Minaret of Freedom Institute
Bethesda, MD
[Published in The Education Liberator, 3 #5 (June 1997) 1]
The essential teaching of Islam is that there is only one God, the Creator of all things. From this fundamental principle all Islamic thought flows, and the Muslim position on the separation of school and state also follows from this premise.
In the Islamic worldview, religion is an entire way of life and all knowledge is religious knowledge. Knowledge cannot be acquired from any single source but must come from a combination of three sources: reason, experience, and transmission from reliable sources. The fallacious view that reason alone is sufficient for knowledge is called "rationalism;" the view that experience alone is sufficient is called "empiricism," and the view that transmission from authoritative sources is sufficient is called "authoritarianism." In reality, all three sources must be used to serve as checks upon one another.
Authority is a reliable source only if its reliability can be established by scrutiny of its consistency with reason, experience and other reliable authorities. Most of our knowledge in fact comes from what we have read or been told. Not even the greatest scientist in the world has the time to rederive every theory in existence and repeat every experiment ever performed. He depends upon the authority of the scientific literature. But he uses his critical thinking in order to determine what literature, what scientists and which journals are reliable sources to which he can turn.
At the same time, reason is not an infallible source because humans are not infallible reasoning beings. Similarly, experience by itself, may be deceptive. That lake ahead of in the desert may, in fact, be a mirage.
Thus, only the proper combination of these sources can give us true knowledge. The problem is that the government schools have been designed to defeat all three. Schools do not encourage rational analysis. Forcing students into regimented classroom settings for so many hours of the day deprives them from the opportunity of acquiring their own experience. One might ask, but don't schools teach the value of authority, since the schools demand you respect the teacher who is telling what's true and ordering you to read books which they want you to believe teach true things? Knowledge comes from reliable sources, however. Unless the school is encouraging students to develop the tools by which they may determine which sources are reliable, unless they are encouraging students to question authority, they are not teaching how to use the sources of knowledge, but are defeating the true purposes of education.

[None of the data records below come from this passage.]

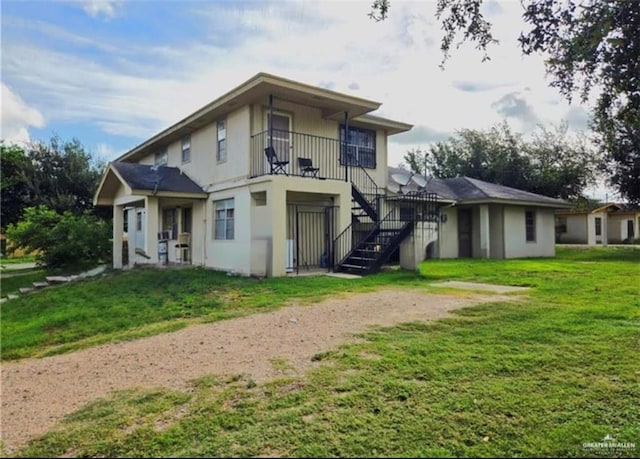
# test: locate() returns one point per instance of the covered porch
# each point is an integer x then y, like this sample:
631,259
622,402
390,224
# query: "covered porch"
154,210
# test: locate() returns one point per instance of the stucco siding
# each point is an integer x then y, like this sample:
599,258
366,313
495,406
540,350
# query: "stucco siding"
496,231
448,234
576,229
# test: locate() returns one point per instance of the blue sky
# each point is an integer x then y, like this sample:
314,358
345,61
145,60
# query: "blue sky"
113,73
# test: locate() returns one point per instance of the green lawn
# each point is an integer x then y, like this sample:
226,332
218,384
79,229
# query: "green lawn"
534,378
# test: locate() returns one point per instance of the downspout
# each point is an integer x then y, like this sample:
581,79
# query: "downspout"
270,123
270,120
346,140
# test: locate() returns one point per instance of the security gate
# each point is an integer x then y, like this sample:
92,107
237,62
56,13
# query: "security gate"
310,233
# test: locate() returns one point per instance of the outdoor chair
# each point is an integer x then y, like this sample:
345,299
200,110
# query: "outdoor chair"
183,248
277,166
306,167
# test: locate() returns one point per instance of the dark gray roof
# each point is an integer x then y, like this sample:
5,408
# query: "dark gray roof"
466,189
160,178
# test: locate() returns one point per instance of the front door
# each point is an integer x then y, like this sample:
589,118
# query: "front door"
141,223
281,137
464,233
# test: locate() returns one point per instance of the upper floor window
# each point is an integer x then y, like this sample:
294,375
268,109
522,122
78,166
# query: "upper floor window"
530,225
221,154
361,147
186,149
224,218
161,158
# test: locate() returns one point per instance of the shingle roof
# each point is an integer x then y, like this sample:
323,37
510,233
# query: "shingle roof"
466,189
161,178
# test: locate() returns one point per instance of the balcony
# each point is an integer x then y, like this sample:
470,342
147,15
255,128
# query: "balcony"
326,154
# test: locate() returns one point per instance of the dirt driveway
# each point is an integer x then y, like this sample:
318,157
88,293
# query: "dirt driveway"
37,393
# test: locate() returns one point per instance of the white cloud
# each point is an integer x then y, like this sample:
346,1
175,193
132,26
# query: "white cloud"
96,8
142,89
17,117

Muslims must also support separation of school and state for historical reasons. The classical Muslim society developed a dynamic public education that succeeded because it was not under the state but under a system of waqf institutions--the equivalent to what we would today call private foundations or trusts. People would write charters for organizations devoted to certain public purposes, including education, would appoint the trustees to operate them, and would donate wealth to fund them.

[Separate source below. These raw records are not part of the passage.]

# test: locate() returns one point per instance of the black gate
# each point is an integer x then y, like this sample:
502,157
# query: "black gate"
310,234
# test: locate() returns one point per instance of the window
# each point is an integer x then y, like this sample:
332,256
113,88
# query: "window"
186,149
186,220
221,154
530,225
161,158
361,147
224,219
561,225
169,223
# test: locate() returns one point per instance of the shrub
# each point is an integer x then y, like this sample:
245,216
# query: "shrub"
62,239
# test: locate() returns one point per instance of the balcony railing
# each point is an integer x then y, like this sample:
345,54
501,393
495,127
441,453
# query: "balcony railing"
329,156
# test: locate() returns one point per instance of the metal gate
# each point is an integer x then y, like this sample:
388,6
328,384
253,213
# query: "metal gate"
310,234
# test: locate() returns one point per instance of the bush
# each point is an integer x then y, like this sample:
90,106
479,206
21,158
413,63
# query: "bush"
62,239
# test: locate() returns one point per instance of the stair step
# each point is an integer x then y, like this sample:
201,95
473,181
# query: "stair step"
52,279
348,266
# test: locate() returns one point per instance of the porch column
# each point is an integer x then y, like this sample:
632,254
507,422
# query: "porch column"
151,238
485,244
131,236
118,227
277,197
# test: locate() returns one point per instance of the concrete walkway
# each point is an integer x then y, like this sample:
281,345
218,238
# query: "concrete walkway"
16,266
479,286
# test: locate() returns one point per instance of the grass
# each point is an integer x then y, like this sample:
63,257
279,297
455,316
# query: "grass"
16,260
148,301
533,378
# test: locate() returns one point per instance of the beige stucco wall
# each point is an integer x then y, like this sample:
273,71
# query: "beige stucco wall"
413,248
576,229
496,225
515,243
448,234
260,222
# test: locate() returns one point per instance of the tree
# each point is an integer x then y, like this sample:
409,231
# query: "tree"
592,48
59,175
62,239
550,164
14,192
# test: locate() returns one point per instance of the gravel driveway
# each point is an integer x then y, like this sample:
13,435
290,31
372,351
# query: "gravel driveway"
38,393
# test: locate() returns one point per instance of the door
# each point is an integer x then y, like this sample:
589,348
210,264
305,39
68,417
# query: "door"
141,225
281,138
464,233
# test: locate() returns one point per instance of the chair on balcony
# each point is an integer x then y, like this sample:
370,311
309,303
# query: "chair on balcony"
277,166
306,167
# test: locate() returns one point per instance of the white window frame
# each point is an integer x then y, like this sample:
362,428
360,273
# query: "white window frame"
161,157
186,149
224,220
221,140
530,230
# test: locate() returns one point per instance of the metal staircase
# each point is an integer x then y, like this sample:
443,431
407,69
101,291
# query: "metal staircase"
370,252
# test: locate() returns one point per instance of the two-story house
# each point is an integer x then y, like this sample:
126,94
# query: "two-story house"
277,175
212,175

The waqf institutions were motivated by a tradition from the Prophet Muhammad (peace be upon him) that once you die no more good deeds accrue to your account with one exception: if you should plant a tree that continues to give fruit or shade, write a book that continues to educate people, or raise a pious child who prays for you. The scholars have unanimously understood this to mean that any good deed that continues to benefit humanity after your death accrues to your credit.
Separation of school and state is also needed to provide the environment of the greater success of Muslim schools. It is difficult for Muslim schools to thrive when government schools use money taken from their customers and patrons to create institutions to compete against them.

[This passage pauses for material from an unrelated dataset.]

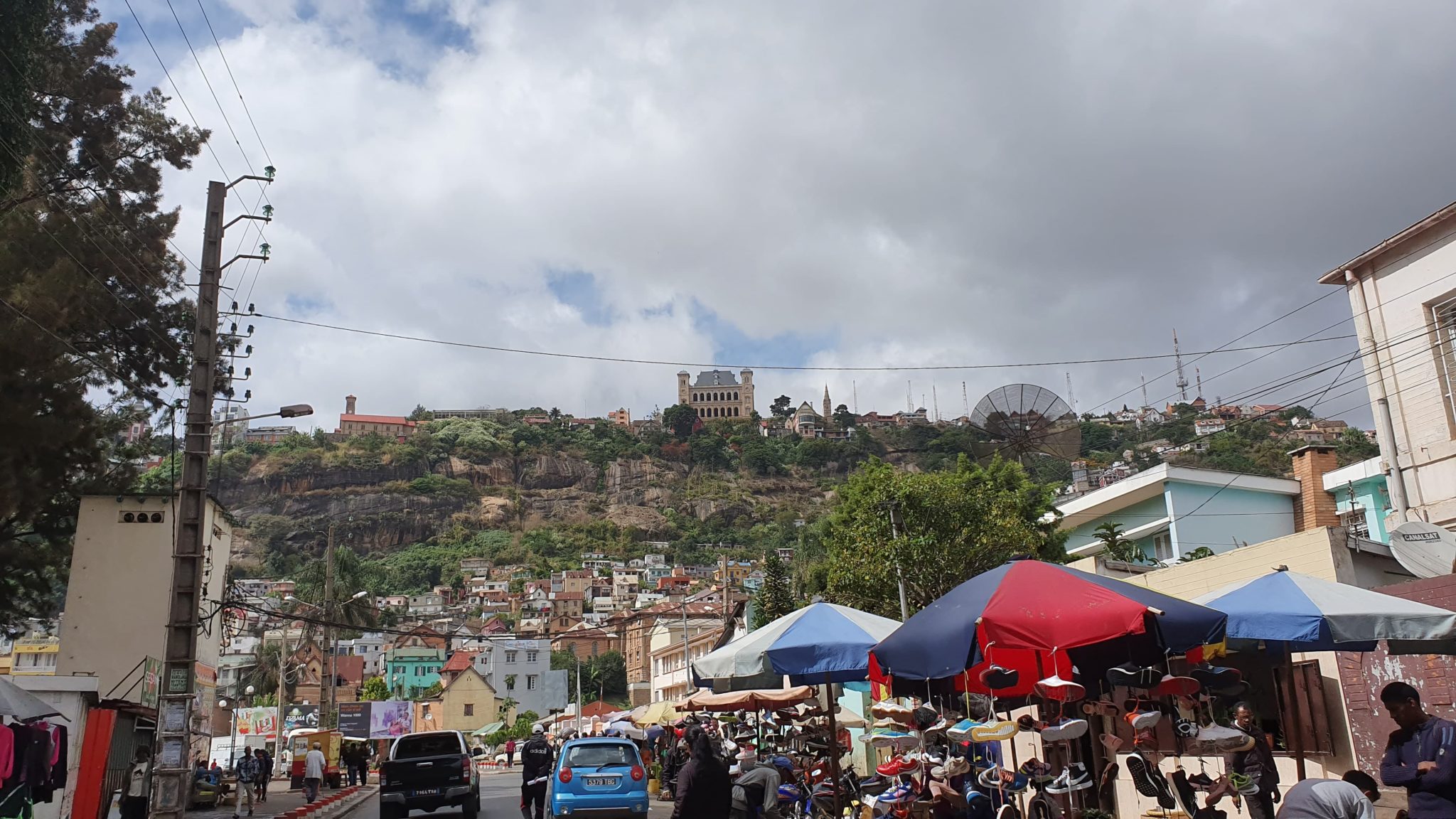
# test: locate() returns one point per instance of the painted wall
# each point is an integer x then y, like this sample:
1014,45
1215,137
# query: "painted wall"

The government schools also are detrimental to Muslim culture by their perpetuation of secularism and materialism. They are detrimental to morality as well. Value-free teaching teaches the absence of values. The biggest problem we have today is people who can find no meaning to their lives. I think it's the reason for the very high suicide rate we find among young people in this materialist society.
Compulsory government schools get in the way of the Muslim's duty to seek knowledge. The Prophet is reported to have said that it is the duty of every Muslim, male or female, to seek knowledge from the cradle to the grave. Learning is education, not teaching. As Kahlil Gibran put it in The Prophet:
"No man can reveal to you aught but that which already lies half asleep in the dawning of your knowledge."
If we are forced into a system which treats us vessels for knowledge to be poured into our heads, we are deprived of the opportunity to fulfill this Islamic obligation.